There are very strict rules when it comes to having this gift; one is never to make contact. Second, do not let them know that you can see them or they will attach to you and you will never get away. The third is to never get close to a person who has a ghost attached to them." That one is a bit harder for Amelia since she has feelings for John Devlin, a police detective, assigned to investigate the recent body that has turned up in the cemetery after a storm. Of course, it cannot be as simple as a washed up casket; this is definitely a newly deceased person who did not have a proper burial. But of course, that isn't the only body in this story. Just when you think you have all the creepiness tied up Tom Gerrity, an ex-police officer who wants to torment Devlin shows up with some information of his own. Who is the Prophet and why does it set John Devlin off?

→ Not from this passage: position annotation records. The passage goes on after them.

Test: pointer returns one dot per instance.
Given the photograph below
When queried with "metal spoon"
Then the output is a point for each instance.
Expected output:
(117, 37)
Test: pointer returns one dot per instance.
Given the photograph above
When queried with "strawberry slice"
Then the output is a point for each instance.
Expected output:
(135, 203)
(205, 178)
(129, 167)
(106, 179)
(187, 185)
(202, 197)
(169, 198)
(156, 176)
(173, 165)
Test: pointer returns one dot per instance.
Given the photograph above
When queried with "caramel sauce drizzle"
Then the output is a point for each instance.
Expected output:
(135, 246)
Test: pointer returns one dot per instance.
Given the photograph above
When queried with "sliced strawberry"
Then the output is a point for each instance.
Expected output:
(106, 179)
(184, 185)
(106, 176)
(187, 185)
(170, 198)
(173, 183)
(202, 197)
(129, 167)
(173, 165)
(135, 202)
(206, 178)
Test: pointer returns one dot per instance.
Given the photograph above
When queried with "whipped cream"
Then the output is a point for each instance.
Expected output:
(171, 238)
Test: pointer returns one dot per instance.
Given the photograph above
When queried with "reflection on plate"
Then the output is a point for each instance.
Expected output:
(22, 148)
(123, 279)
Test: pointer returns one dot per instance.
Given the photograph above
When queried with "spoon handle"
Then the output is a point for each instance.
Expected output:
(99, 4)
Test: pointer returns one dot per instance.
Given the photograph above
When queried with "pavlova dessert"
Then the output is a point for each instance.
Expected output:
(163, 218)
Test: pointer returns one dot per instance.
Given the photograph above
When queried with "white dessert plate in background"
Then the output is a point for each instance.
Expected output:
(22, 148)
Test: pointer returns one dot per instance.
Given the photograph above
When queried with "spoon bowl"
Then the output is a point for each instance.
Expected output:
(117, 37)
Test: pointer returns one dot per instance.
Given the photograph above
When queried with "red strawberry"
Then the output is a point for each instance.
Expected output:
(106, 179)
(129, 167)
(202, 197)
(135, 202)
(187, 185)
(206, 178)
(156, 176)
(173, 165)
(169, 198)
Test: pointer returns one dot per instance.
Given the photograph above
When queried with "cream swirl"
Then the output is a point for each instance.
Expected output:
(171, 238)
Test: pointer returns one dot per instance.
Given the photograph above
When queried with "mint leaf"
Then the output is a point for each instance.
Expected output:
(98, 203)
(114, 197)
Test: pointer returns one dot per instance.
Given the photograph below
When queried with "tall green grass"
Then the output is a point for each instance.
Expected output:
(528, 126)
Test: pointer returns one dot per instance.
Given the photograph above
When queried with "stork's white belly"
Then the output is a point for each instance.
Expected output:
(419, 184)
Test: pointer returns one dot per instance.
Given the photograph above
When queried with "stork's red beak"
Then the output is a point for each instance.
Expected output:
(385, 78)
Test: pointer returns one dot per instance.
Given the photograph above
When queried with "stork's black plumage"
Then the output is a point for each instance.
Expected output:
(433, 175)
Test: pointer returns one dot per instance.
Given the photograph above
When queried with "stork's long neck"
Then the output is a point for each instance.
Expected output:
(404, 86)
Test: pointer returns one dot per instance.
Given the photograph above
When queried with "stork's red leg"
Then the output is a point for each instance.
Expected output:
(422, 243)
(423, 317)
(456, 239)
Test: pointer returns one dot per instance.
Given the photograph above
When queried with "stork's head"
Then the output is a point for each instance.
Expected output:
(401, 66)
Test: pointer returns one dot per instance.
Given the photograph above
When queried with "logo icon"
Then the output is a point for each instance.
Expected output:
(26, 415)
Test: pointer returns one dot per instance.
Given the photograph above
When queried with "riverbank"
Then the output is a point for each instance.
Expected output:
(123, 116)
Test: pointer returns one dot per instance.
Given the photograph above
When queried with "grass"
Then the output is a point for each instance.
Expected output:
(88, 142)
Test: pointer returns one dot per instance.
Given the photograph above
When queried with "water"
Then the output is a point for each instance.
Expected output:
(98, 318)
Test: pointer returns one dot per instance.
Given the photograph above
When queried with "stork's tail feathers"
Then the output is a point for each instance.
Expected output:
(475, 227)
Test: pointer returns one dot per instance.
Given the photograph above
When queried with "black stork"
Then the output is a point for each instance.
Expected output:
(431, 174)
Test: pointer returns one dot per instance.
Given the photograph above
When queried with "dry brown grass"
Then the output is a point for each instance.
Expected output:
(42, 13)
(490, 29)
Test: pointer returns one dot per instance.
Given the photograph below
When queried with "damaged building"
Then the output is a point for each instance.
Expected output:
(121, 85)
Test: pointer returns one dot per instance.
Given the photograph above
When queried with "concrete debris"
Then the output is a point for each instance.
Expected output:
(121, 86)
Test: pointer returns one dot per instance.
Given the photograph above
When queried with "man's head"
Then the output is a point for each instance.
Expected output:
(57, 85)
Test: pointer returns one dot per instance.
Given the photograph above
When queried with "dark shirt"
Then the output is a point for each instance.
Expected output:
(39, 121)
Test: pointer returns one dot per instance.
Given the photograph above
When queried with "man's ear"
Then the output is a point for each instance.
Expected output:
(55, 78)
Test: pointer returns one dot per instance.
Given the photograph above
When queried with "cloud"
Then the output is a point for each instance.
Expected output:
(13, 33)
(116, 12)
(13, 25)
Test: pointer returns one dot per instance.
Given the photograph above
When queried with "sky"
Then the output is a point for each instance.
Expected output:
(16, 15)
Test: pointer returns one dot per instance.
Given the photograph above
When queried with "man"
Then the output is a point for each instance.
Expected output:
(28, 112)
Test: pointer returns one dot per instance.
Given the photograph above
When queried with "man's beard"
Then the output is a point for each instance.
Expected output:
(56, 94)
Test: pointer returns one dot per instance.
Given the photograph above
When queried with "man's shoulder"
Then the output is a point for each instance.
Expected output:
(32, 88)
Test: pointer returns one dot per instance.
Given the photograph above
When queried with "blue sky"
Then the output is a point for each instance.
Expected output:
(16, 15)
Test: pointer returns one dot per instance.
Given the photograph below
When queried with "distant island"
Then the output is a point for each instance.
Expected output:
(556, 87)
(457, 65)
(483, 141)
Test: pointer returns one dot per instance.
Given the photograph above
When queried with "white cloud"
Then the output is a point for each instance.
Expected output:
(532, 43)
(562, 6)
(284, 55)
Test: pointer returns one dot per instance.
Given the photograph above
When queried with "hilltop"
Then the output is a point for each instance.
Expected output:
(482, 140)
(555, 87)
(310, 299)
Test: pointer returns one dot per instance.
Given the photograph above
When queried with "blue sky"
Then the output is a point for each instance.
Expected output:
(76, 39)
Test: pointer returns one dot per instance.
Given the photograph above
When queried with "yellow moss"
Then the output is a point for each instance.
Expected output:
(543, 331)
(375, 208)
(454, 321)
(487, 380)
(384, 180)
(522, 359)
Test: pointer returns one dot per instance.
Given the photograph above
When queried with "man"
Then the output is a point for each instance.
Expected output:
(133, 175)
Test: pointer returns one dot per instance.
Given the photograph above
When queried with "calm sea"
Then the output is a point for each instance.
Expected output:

What does bother me about this story is that both Amelia and her father have the same ability, but yet Amelia is adopted. It hit me as strange that two people who are unrelated coincidently have the same gift, but now I am wondering if there is more to this story that will be revealed in future installments. Just one more twist in a very interesting tale.
"We can learn so much from the dead"
The end is quite twisty so be prepared to pay close attention. Things that you think are, aren't, things that didn't make sense are left dangling for the next in this planned trilogy, so be prepared to be left questioning and having to draw your own conclusions until next time.
Amanda Stevens definitely has a series to keep any eye out for.